Fascinating controversy. It offers possibilities in terms of a conversation about the actual meal symbolism of the meal. Posters so interested may wish to read or review J.D. Crossan’s chapter on The Common Meal Tradition, in his, The Birth of Christianity.
I note Crossan’s citation from Robert Jewett (Crossan p. 424). ” The purely symbolic meal of modern Christianity, restricted to a bite of bread and a sip of wine or juice, is tacitly presupposed for the early church, an assumption so preposterous that it is never articulated or acknowledged”
Using the same table for Communion and fellowship food, sounds like an interesting proposal. Let’s discuss it over a bite.
Of course, certain contributors to this thread assume that the archetype for the Eucharist was undoubtedly a fellowship meal which developed from the domestic Passover tradition. There has been a significant development in scholarship over the past decade to cast a huge question-mark over this (by now) lazy assumption. There is a compelling case to be made that the place of the temple sacrifice ritual, the altar and the holy of holies have much deeper resonances in the New Testament (and early Christian practice) than we previously acknowledged. Before we discuss Rod’s proposal ‘over a bite’ it might be worth reading something like Margaret Barker’s Temple Themes in Christian Worship (2008) or some of the more recent work of Paul Bradshaw on Eucharistic origins. We might also want to reflect on the way in which we are imposing 20th and 21st century notions of clubbable middle-class churchyness on the way we interpret early Christian ‘fellowship’ in relation to the Eucharist. This leads me to ask whether the all-too-easy identification of the altar with the kitchen table will come to be seen as the greatest iconoclastic tendency to evolve after Vatican II?

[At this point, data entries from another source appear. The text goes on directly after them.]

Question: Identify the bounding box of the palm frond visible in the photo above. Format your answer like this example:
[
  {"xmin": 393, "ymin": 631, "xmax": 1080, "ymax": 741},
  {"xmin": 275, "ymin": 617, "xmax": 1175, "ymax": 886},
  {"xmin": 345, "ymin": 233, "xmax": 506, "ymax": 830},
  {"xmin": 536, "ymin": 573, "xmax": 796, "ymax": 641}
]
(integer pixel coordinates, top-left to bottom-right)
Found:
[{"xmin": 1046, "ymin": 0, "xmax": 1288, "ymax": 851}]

I’m not sure that Margaret Barker’s suggestions have found widespread acceptance. There was an interesting review by Henry Wansborough of her latest book in a recent edition of the Church Times. Not yet available to non-sbscribers http://www.churchtimes.co.uk/articles/2014/15-august/reviews/book-reviews/tracing-a-theme-through-john
On the other Hand, Paul Bradshaw’s book on Eucharistic origins, alluded to above, does indeed posit that the meals which Jesus shared with his disciples were a significant antecedent of the Church’s eucharist, leading into the diversity of practice which we see in the the early Church.
@ James, engaging comment thanks. Not familiar with the work of Margaret Barker, but texts must be read, as Paul Bradshaw pointed out, in context, and texts are contextualized, for example, using archaeology and where possible a hypothetical reconstruction of social customs. There is likely something more recent, but just for example, both themes are explored in, The Making of Jewish and Christian Worship edited by Paul Bradshaw and Lawrence Hoffman.

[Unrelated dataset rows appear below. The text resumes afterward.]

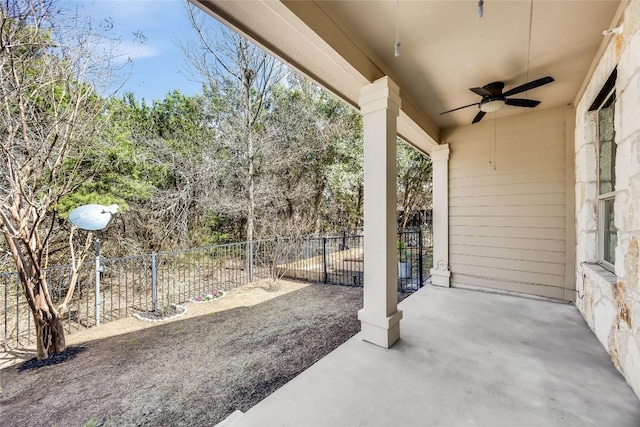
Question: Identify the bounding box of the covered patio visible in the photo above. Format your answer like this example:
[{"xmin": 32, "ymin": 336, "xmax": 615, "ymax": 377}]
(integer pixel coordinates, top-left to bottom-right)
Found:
[
  {"xmin": 220, "ymin": 286, "xmax": 640, "ymax": 427},
  {"xmin": 190, "ymin": 0, "xmax": 640, "ymax": 410}
]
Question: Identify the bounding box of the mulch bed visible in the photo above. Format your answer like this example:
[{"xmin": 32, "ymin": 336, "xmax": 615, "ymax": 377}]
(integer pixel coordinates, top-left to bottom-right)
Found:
[{"xmin": 0, "ymin": 285, "xmax": 362, "ymax": 426}]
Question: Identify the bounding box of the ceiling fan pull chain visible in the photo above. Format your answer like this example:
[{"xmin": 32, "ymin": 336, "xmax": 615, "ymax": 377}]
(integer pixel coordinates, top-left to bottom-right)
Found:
[{"xmin": 393, "ymin": 0, "xmax": 400, "ymax": 58}]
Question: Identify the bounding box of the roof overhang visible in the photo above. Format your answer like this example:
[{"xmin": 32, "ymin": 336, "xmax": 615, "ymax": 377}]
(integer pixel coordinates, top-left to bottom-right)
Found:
[{"xmin": 190, "ymin": 0, "xmax": 629, "ymax": 157}]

Your point about imposing contemporary perspectives on previous epochs is well taken. The counter point, of course, is the impossibility of engaging the past without any dialectical tension with one’s own present context. There is a great spectrum of thought on this, J.D. Crossan,The Birth of Christianity, and Bernard Lonergan, Method in Theology ( two chapters!) being just two examples of differing points of view on the same arduous task. Nothing lazy about either scholar or those who wrestle with them.
One of the great highlights of the Canadian Church year is Harvest Thanksgiving, celebrated in October. The observance has waned with rural decline; but churches are decorated with produce of the land and, more recently, with donations for the local food bank. Loaves of bread, bunches of grapes, and other foodstuffs are to be found on and around the communion table, whether eastward or westward facing. The observance which usually displaces the propers of the Sunday connects Eucharist to food, meals, sharing, need. It is a reminder of how impoverished our “sip and a bite” Eucharists are from a symbolical point of view.
As Crossan asks, was there ever an actual “last” supper? Who knows. However, the high altar and mostly non-communicating congregation of pre Vatican II, or the priest behind the table dispensing subway token like wafers to people in a line, remind us of the work still to be done in having a gathered people recognize Jesus in the breaking of the bread. Harvest Thanksgiving or tea and scones served from the altar after Communion may be just the thing to ground us.
I think Rod and I could get carried away with ourselves on this thread (and it’s important that others are drawn into this discussion), so I’ll offer this and no more (unless invited to). I am fully in agreement from the Crossan point of view – not least because his argument undermines any simplistic trajectory from Last Supper to Eucharist. His 1991 The Historical Jesus, for example, is pretty emphatic in its insistence that “Jesus and those closest to him would have had a last supper… a meal that later and in retrospect was recognised as having been their last together…” But he also says “I do not presume any distinctive meal known before hand, designated specifically, or ritually programmed as final and forever…” Add to this, John Baldovin’s observation that Egeria’s diary fails to mention a celebration of the Eucharist on Maundy Thursday in relation to the site of the Last Supper, and the question marks continue to accumulate. This is not an apologia for a neo-Medieval (neo-Romantic) return to the Use of Sarum or a Counter-Reformation liturgy. But it is an invitation to ask whether the sloppy theology which leads to a parish wanting to combine an altar with a tea bar is rooted in a much deeper liturgical malaise: that that language of table fellowship and the post-1960s cultural conditioning that has informed ideas of ‘Eucharistic assembly’ has resulted in an anthropocentric liturgy and liturgical environment, devoid of mystery and gravity, with worship spaces being overly domesticated.
I also think it is vastly overstating the case to say that Barker’s thesis has no wide acceptance. I’ve lost count of the number of times Rowan Williams and scholars of a similar stature have highlighted her original and stimulating work. Wansborough’s review made some good points. But (back to Rod’s point about dialectical tensions) you would hardly expect a Roman Catholic Benedictine monk to be wildly enthusiastic about a mode of biblical criticism which challenges the status quo – or the broad framework of the magisterium.
@ James. Appreciate your rejoinder. I’ve made a note to look for Barker’s work. Thanks both to you and Thinking Liturgy for the tip.
The sources I quote show my vintage to some degree. Usually, I like to quote things I can pull off my shelf. One of the draw backs of retirement is less of an imperative to stay up to date. One of the blessings of retirement is less of an imperative to stay up to date.